Probably better than turning reticulations from errors into warnings is have KeyBase deal with reticulations in a different way. SDD has a Reticulation element, treating reticulations essentially as sub-keys (for which it has the Subkey element), the difference being that a sub-key point to (the root node of) a different key and a reticulation node to an internal node in (mostly) the same tree. We have to see if we can implement something similar in KeyBase (always use Subkey I reckon).
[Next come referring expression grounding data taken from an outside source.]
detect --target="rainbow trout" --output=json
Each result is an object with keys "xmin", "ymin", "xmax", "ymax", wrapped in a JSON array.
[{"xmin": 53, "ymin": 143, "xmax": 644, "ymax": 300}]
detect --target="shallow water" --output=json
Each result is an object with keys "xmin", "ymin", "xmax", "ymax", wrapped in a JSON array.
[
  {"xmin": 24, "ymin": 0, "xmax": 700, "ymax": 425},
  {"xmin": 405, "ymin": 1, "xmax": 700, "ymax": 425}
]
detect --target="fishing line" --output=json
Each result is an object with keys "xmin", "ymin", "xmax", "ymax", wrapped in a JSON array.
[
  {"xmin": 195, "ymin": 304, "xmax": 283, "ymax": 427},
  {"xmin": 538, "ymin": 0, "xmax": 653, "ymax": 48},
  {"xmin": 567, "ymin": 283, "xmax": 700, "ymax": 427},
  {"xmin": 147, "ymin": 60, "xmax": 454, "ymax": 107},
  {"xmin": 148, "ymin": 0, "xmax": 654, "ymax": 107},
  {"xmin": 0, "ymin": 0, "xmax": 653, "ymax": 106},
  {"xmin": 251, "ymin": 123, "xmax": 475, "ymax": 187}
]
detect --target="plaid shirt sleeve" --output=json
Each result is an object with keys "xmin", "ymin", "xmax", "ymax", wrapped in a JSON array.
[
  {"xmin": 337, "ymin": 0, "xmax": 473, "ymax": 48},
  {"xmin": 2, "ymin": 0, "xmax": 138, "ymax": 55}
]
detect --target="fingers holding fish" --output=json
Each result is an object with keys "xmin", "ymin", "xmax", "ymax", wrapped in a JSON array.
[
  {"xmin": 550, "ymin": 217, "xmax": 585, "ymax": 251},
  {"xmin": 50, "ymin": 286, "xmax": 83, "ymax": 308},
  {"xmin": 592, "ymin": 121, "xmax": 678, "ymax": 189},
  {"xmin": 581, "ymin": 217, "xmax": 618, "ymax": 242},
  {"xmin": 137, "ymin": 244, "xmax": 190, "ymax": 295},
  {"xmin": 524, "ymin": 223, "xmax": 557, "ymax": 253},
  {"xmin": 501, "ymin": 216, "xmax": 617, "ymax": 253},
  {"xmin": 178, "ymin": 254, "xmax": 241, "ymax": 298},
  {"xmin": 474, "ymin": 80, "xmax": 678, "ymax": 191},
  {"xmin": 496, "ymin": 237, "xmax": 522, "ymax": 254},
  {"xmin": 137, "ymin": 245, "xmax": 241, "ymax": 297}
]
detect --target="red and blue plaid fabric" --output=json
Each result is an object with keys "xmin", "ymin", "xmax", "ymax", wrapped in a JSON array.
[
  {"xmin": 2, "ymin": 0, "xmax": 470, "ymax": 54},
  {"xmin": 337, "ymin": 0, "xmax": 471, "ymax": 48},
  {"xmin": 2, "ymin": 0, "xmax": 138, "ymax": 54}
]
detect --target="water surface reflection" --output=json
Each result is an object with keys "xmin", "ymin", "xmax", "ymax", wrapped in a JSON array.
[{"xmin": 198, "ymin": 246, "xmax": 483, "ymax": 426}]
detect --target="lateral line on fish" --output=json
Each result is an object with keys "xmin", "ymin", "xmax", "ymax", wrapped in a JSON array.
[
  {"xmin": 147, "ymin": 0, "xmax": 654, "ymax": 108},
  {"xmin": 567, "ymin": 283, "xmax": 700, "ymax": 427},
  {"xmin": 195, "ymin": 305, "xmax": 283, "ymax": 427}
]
###Dead ends and possible dead ends### Dead ends are to-nodes that are neither terminal nodes nor internal nodes. KeyBase does two tests. If the to-node is among the from-nodes, it is an internal node. If (the value of) a to-node that fails the internal-node test is numerical, KeyBase considers it a 'dead end' and that is an error. If the to-node contains text, KeyBase uses a regular expression to test whether it maybe a taxon name or the name of a sub-key (starting with 'Group'), and hence a terminal node. If the to-node fails this test, it is considered a 'possible dead end'. Possible dead ends will only generate a warning, as they may be bona fide end nodes and may not have been recognised as such either because they are junk (incl. 'phrase') names or because my regular expressions are not that good.

###Will not key out### To-nodes that will not key out are the result of orphan nodes somewhere along the path between them and the root of the key.